Pocas cosas desautorizan tanto e inducen más a la desobediencia que la incoherencia entre los dichos y los hechos de quienes administran el orden. Una orden emanada de una figura de autoridad que incumple sus propias normas o administra el poder punitivo de manera arbitraria, provoca en el sujeto de quien se espera obediencia una sensación de indignación y rebeldía. Reviste mayor gravedad si se produce en una situación de emergencia, donde el orden y el acatamiento de las reglas es vital para el éxito. Los reiterados casos de gobernantes o funcionarios violando las restricciones por el coronavirus o fomentando la impunidad a conveniencia, generan un peligrosísimo escenario.
La pandemia por el coronavirus generó un escenario tan inédito e inesperado que demandó medidas impensadas, como la negociación de las libertades. En un pacto más o menos explícito entre sociedad y gobernantes, la ciudadanía aceptó ceder la administración de esos derechos constitucionales cuasi sagrados, para que el Estado los regule de acuerdo a las necesidades de la lucha contra la enfermedad.

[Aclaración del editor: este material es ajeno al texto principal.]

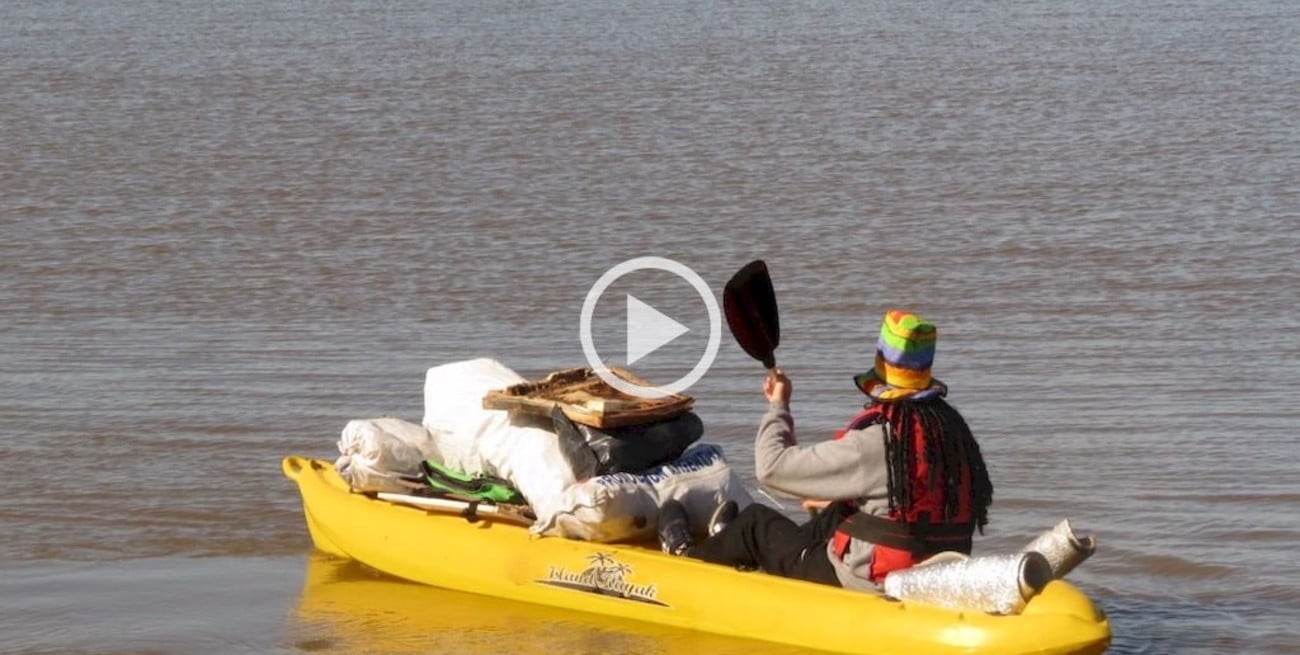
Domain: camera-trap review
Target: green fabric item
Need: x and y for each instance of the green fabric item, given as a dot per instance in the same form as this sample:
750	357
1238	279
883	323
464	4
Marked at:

En un contexto fuera de toda previsión, los derechos y garantías individuales, tan importantes que son considerados contenidos pétreos o dogmáticos de la Constitución Nacional, fueron cedidos por sus titulares a los poderes del Estado para su dosificación. El ejercicio de los derechos a circular y permanecer, de trabajar, o la libertad de reunión, entre otros, quedó supeditado a habilitaciones y restricciones extraordinarias, a demanda de las políticas sanitarias y las decisiones del Estado.

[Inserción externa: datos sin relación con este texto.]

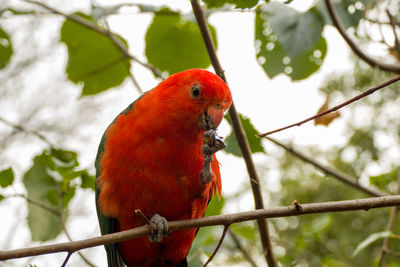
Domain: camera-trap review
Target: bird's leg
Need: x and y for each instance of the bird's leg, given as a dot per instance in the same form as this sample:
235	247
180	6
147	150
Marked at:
162	228
212	144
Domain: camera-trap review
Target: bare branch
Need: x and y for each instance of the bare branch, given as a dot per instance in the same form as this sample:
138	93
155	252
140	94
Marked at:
227	219
357	97
335	173
117	41
392	218
371	61
226	227
239	134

Desde hace unos seis meses, en la provincia y en el país, la habitualidad de los ciudadanos, organizada en torno a esos derechos y garantías, sufrió una fastidiosa e incómoda restricción. Un viaje, cualquiera sea su objetivo, una consulta médica, los trámites y diligencias, el trabajo, el culto, el deporte y la recreación y hasta el simple pero indispensable acto humano de la socialización con amigos y la compañía familiar están afectadas por este contrato de cesión de derechos transitorio. Pero el tiempo acumulado dejó las reservas de la tolerancia casi agotadas.
Dura lex, sed lex es un principio general proveniente del derecho romano, que puede traducirse como «la ley es dura, pero es ley». En definitiva, señala lo obligatorio de respetar la ley, en todos los casos, incluso aunque nos perjudiquemos con ello. Con la idea de que el respeto a la ley beneficia al futuro y a la comunidad. Este brocardo hace alusión a que la aplicación de las leyes es obligatoria y que debe producirse contra todas las personas. Idea similar a la del dicho “Ley pareja no es rigurosa”, matizando que lo incordioso o restrictivo de una ley se vuelve más tolerable cuando aplica a todos sin distinción. El conflicto surge cuando la ley “es rigurosa” pero su imposición no es “pareja” o cuando “la ley es dura” pero de forma selectiva.
Las restricciones establecidas en el marco de la cuarentena, y el sinnúmero de disposición punitivas impuestas para forzar su cumplimiento causan más escozor al evidenciarse que el cumplimiento y sus castigos por el desacato aplican de forma dispar y selectiva, según la voluntad de quienes gestionan esas restricciones, y por ende las libertades, y los castigos. Hacen a la sociedad obediente sentirse “estúpida”, le restan el respeto de sus gobernantes y los predisponen a la desobediencia.
Intendentes que se van a pescar en medio del aislamiento obligatorio, funcionarios que circulan violando restricciones, concejales que organizan festejos de cumpleaños multitudinarios, legisladores que permiten a sus colaboradores el incumplimiento de los protocolos, magistrados en juntadas no permitidas o funcionarios que facilitan celebraciones de logros académicos. Todos episodios, más o menos comprobados, que enervan el ya caldeado ánimo de la sociedad.
La imposición de normas más restrictivas y castigos más rigurosos, como las exorbitantes multas anunciadas este viernes que sancionan desde el no uso del barbijo hasta la circulación en horarios restringidos no pueden coexistir con la indulgencia selectiva o la impunidad. Y por el contrario, sobre todo en un esquema tan delicado donde el Estado es temporalmente administrador de los derechos individuales, quienes lo gestionan deben ser un monumento al orden y el cumplimiento.
De lo contrario, el punitivismo a conveniencia o la severidad discrecional, que al mismo tiempo otorga licencias para incumplir y es implacable para disciplinar dependiendo el caso, deja al sistema al límite de la tiranía y a la sociedad al borde de la rebelión.